Elle a souvent côtoyé les bénévoles de maraudes, dont elle appréciait l’humanité et l’engagement, touchée de se dire qu'ils venaient à sa rencontre après une journée de travail. « On a parfois passé de super moments à rigoler ensemble, ou à pleurer dans des temps douloureux, comme après la perte d’un ami. C’était des relations humaines, quoi ». Elle a aussi beaucoup fréquenté les accueils de jours et les centres d'accueil et d'accompagnement à la réduction des risques pour les usagers de drogue (Caarud), où elle venait se poser un peu, retrouver des connaissances de rue autour d’un café. Des lieux où il lui était proposé de prendre une douche, de cuisiner un peu ou de faire une machine. Dans un Caarud à Perpignan, un travailleur social lui a fait savoir qu'ils pouvaient se tutoyer et s'appeler par leurs prénoms dans le cadre du centre, mais qu'ailleurs, il faudrait faire comme s'ils ne se connaissaient pas. À Rouen, elle se rappelle une structure très amicale, où ce type de discours était inenvisageable. « Par contre, à l'exception de Rouen, regrette-t-elle, le point commun entre ces structures était que les professionnels ne proposaient pas vraiment d’accès aux droits ».

Culpabilisation

Il aura fallu qu’elle se fasse voler son sac à dos pour apprendre par les professionnels d’une maraude l’existence des missions locales et du Fonds d’aide aux jeunes d’urgence (Faju). Elle n'avait pas idée qu'étant à la rue, elle pouvait en bénéficier. Elle avait alors 22 ans. « Malheureusement, je suis tombée sur une assistante sociale pas accueillante, qui m’a reproché de vivre à la rue. Ça a eu un effet désastreux sur moi : je n’avais pas choisi ce mode de vie, mais c’était le mien et je ne voulais pas qu’on me juge ». Cet unique rendez-vous lui aura certes permis d’obtenir une aide d’urgence, mais elle l’a vécu si violemment qu’il n’a longtemps plus été envisageable pour elle de faire appel à une assistante sociale. « Elles sont devenues mes bêtes noires. C’est dommage, parce qu’à l’époque, je pense que j’aurais pu me saisir d’une aide, si le contact avec cette professionnelle avait été meilleur. Je commençais à ressentir du découragement, à vouloir vivre d'une autre manière.
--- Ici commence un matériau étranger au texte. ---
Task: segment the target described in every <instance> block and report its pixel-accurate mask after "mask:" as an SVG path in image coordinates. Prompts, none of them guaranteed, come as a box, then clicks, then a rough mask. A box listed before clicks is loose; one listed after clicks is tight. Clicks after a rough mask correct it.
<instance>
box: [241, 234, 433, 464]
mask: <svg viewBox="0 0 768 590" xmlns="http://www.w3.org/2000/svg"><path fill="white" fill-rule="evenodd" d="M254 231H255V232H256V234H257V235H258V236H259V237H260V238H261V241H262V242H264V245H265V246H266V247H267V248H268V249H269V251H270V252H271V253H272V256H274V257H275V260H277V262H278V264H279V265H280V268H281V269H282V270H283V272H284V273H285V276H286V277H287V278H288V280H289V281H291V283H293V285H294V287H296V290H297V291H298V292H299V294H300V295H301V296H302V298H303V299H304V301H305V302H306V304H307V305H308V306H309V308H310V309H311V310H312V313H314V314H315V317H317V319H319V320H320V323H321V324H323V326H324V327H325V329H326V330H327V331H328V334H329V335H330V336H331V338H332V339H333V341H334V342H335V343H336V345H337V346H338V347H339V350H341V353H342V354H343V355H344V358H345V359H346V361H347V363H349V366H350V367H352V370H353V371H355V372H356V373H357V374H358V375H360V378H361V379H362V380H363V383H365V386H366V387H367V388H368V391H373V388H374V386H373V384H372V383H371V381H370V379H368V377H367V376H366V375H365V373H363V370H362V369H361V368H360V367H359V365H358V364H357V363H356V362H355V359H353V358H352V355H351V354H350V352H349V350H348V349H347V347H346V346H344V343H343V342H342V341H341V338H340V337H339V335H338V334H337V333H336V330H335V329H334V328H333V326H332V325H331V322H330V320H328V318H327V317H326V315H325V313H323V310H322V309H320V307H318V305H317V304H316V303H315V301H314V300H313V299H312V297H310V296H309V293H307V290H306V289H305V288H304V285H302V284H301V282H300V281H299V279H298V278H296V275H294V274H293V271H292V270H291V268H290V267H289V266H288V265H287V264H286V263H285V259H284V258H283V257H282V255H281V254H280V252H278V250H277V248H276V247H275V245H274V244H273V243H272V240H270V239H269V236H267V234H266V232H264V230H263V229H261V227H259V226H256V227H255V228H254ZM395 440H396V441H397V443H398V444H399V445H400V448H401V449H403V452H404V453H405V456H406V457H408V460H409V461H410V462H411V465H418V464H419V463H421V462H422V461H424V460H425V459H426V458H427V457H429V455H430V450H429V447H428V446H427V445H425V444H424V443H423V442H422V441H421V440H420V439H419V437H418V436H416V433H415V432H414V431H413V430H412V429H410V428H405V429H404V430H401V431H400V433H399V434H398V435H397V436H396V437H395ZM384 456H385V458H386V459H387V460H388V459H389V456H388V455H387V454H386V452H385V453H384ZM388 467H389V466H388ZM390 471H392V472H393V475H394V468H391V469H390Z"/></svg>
Une bonne rencontre aurait donc pu changer les choses ».

L'écoute, enfin

Un de ses regrets est le manque d’information, pendant toutes ces années de galère. « J’ai l’impression que si la demande ne vient pas de nous, on ne nous dit rien. Ce sont souvent les bénévoles des maraudes qui m’ont le plus donné de tuyaux ». Quatre ans plus tard, après un problème de santé important, elle décide d'aller rencontrer une assistante sociale stagiaire à la ville de Grenoble, malgré ses réticences. « J’ai appris plein de choses, notamment au sujet des aides au logement ». Mais surtout, elle se sent écoutée, sans jugement ni pitié, par cette jeune femme qui l’accueille avec son chien sans manifester de désapprobation. « Et puis, le fait de voir une petite nénette s’impliquer comme ça m'a beaucoup touchée. Je pouvais même lui parler de soucis personnels. J’avais vraiment besoin de cette écoute », se souvient-elle.

 J’ai l’impression que si la demande ne vient pas de nous, on ne nous dit rien.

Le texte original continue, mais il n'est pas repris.